The inflation rate in March declined to 4.3 per cent from 5.2 per cent in February, which means it’s possible to earn a respectable real rate of return from a virtually risk-free guaranteed investment certificate.

The era of high returns in GIC-land is slowly approaching its end, but you could still get returns of 5 to 5.15 per cent as of late April on one-year GICs from alternative banks with deposit insurance. Forget about terms of three, four and five years – only deposit brokers offer GICs at 5 per cent or more for those terms. A couple of alternative banks offered two-year GICs with returns at that level.

The flow of money into GICs has surged in the past year or so as a result of a big increase in interest rates. Investors clearly like the idea of getting returns of 4 to 5 per cent or more with risk levels ground down to virtually nothing as long as they follow deposit insurance limits. But there’s been one big drawback to GIC investing: As good as rates were, inflation was higher. On an after-inflation basis, you lost money in a GIC.

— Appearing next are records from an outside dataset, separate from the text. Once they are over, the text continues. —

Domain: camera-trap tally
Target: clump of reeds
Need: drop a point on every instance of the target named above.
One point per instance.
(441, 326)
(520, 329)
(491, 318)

For now, that’s done. If the decline in inflation this year is in line with what economists expect, a one-year GIC could conceivably mature at a rate that is two percentage points above inflation. Stocks might do better than that, but this potential is offset by the risk of losing money.

Among the financial institutions offering 5-per-cent one-year GICs as of late April were EQ Bank, LBC Digital, Motive Financial, Oaken Financial, Peoples Trust and Wealth One Bank of Canada, all of them members of Canada Deposit Insurance Corp.

Investors who buy GICs through their online broker should expect slightly lower rates than you can get by dealing directly with alternative banks. A look at the GICs available from a couple of brokers at the end of April uncovered one-year GICs with top rates just below 4.8 per cent.

GIC rates are influenced by yields in the bond market, which have zig-zagged a lot in 2023 as a result of uncertainty about the financial outlook. Ultimately, though, inflation will fall and both bond yields and GIC rates will follow. Twelve months from now, your biggest regret from investing in a one-year GIC today might just be that you didn’t buy more.